Thailand Ausbruch der Coronavirus - Affen (Reuters/S. Z. Tun)

Straßenszene in Lophuri, Thailand

10.09 Uhr – Die Corona-Krise treibt die Arbeitslosenzahl in Spanien in die Höhe: Im März seien gegenüber dem Vormonat 300.000 Erwerbslose hinzugekommen, teilt das Arbeitsministerium mit. Dies ist ein Anstieg um 9,3 Prozent. Damit sind nun insgesamt 3,5 Millionen Spanier ohne Job.

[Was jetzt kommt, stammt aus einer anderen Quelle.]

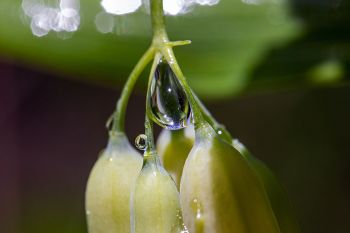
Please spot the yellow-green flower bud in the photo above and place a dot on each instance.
(109, 186)
(277, 195)
(155, 201)
(220, 192)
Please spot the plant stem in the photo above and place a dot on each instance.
(157, 17)
(161, 41)
(119, 115)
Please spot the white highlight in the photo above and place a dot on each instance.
(104, 22)
(121, 7)
(171, 7)
(45, 18)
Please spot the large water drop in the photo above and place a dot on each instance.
(167, 99)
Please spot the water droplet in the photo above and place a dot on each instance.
(198, 211)
(141, 142)
(223, 134)
(167, 99)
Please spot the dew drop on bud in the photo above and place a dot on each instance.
(167, 99)
(141, 142)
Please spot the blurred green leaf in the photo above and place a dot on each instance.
(229, 40)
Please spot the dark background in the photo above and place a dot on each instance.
(52, 129)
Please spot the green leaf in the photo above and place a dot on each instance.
(228, 41)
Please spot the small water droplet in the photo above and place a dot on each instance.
(198, 212)
(223, 134)
(167, 99)
(141, 142)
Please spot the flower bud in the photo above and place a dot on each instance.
(277, 195)
(110, 183)
(173, 148)
(220, 192)
(155, 201)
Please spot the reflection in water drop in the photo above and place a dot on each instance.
(141, 142)
(44, 18)
(167, 99)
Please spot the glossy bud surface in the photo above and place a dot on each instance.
(173, 148)
(109, 187)
(220, 192)
(155, 201)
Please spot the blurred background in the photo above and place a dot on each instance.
(275, 72)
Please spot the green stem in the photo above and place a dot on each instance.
(161, 42)
(171, 59)
(158, 23)
(119, 115)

10.00 Uhr – Bundespräsident Frank-Walter Steinmeier hat sich beeindruckt gezeigt vom Einfallsreichtum und der Solidarität vieler Menschen in der Corona-Krise. “Ja, diese Krise weckt unsere tiefsten Ängste”, sagte er in einer Videobotschaft. “Aber sie ruft auch das Beste in uns hervor. Daran, liebe Mitbürgerinnen und Mitbürger, müssen wir uns jetzt halten.” Man sei vielleicht zur Isolation verdammt – aber nicht zur Untätigkeit: “Jeder und jede von Ihnen kann jetzt helfen”, sagte Steinmeier. Zugleich räumte er ein, dass die Situation nicht leicht sei. “Es sind bedrückende Tage, die wir gemeinsam durchleben.”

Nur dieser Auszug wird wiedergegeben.